А свежих бородачей во дворе обламывают. Занятие идет, соломенное чучело колоть учат: штык по шейку всади, да назад одним духом с умом выверни. Ходит ротный, присматривает, не очень и ему весело запасных вахлаков обтесывать. Зевнул в белую перчатку, фельдфебеля спрашивает:
— А что ж, Назарыч, Шарика нашего не видать?
— Не могу знать. Второй день в безвестной отлучке. Тоже тварь живая, амуры, надо быть, тыловые завелись.
Повернулся ротный на подковках, Назарычу занятия предоставил, в канцелярию ротную пошел приказы полковые перелистывать. Слышит, за перегородкой в углу кто-то подсвистывает, Шарика кличет, — в ответ собачка урчит, веселым голосом огрызается.
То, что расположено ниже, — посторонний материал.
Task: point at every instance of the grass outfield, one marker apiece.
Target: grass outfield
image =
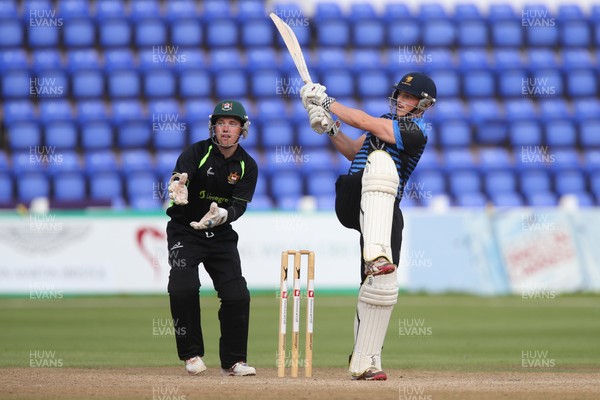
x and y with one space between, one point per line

Поглядел он в щелку: сидит это солдатик Каблуков, что намедни с отпуска вернулся, на сундучке. Одна нога в сапоге, другая в портянке. Свистит, пальцами прищелкивает, а перед ним, — Господи, спаси-помилуй! — пустой сапог в воздухе носится, кверху носком взметывается.
Дрогнул ротный, а уж на что храбрый был, самому дьяволу не спустит. За столик рукой придержался. Дошел до порога, за косяк ухватился… Стрепенулся Каблуков, вскочил, вытянулся, — а сапог округ него так вприсядку и задувает, уши по голенищам треплются, а из голенища, будто из грамофонной дыры: «ряв-ряв!» Да вдруг сапог прямо на ротного, будто к родному брату, — по коленке его хлопает, в руку подметкой тычется…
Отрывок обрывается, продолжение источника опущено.